Selama ini, dengan anggaran wajib sekalipun, pemerataan layanan kesehatan masih jauh dari harapan. Masih ada 58 dari 514 kabupaten dan kota di Indonesia yang proporsi anggaran kesehatannya di bawah 10% pada 2021, dengan distribusi alokasi yang timpang, menurut catatan CISDI. Penghapusan anggaran wajib ditakutkan menurunkan kualitas layanan kesehatan oleh rumah sakit daerah dan ujung-ujungnya masyarakat juga yang dirugikan.
“Prioritas pembangunan kesehatan nasional sulit terlaksana di daerah karena dalih keterbatasan anggaran. Sektor kesehatan kerap tidak menjadi prioritas dalam penyusunan rencana pembangunan daerah. Hilangnya mandatori belanja anggaran kesehatan membuat tidak ada jaminan atau komitmen perbaikan untuk menguatkan sistem kesehatan di tingkat pusat maupun daerah,” kata Founder dan CEO Center for Indonesia’s Strategic Development Initiatives Diah Satyani Saminarsih dalam keterangan resmi, Rabu (12/7/2023).
Pada 2023, anggaran belanja pemerintah pusat dalam kesehatan sebesar Rp96,6 triliun (4,3%). Padahal, dalam kurun waktu 7 tahun terakhir, Pemerintah mengalokasikan anggaran kesehatan sekurang-kurangnya 5% dari APBN. Sejak tahun 2018-2021, realisasi anggaran kesehatan tumbuh rata-rata 41,9% per tahun.
Sementara, Anggaran Kesehatan dalam APBN tahun 2023 adalah Rp178,7 triliun yang utamanya dialokasikan Pemerintah melalui Belanja Pusat (Kementerian Kesehatan, BPOM, BKKBN, Kementerian Pertahanan, dan Polri, serta Belanja Non kementerian/lembaga) dan melalui Transfer ke Daerah (TKD).

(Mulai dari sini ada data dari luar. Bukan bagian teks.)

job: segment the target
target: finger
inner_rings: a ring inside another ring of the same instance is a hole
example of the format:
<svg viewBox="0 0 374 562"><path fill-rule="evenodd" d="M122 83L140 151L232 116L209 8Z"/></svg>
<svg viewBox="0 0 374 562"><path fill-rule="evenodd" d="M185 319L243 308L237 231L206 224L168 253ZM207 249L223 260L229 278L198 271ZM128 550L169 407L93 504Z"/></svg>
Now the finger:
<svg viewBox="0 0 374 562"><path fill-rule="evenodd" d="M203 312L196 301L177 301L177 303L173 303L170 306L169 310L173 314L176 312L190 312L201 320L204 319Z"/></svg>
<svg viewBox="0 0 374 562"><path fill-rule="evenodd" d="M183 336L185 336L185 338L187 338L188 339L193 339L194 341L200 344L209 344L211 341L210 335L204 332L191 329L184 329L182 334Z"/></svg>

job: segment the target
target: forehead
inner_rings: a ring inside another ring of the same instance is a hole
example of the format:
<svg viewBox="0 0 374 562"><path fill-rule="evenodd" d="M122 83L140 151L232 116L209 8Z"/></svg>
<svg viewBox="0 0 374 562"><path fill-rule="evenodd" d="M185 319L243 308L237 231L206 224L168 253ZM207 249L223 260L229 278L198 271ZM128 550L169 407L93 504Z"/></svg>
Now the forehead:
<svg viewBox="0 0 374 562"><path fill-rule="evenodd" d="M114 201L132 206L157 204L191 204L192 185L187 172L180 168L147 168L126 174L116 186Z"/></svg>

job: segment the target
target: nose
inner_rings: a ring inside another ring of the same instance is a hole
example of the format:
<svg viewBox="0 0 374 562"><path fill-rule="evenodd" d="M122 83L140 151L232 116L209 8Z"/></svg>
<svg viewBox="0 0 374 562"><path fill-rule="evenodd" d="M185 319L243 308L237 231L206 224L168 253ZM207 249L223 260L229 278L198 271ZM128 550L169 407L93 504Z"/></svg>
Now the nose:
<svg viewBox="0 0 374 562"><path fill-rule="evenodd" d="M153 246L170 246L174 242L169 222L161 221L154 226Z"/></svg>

Hingga 31 Oktober 2023, total realisasi belanja pemerintah pusat (BPP) adalah Rp1,572,2 triliun atau 70% dari pagu. Realisasi Penerima Bantuan Iuran Jaminan Kesehatan Nasional (PBI JKN) Rp38,6 triliun. Dengan rincian, Rp3,9 triliun per bulan untuk 96,4 juta peserta.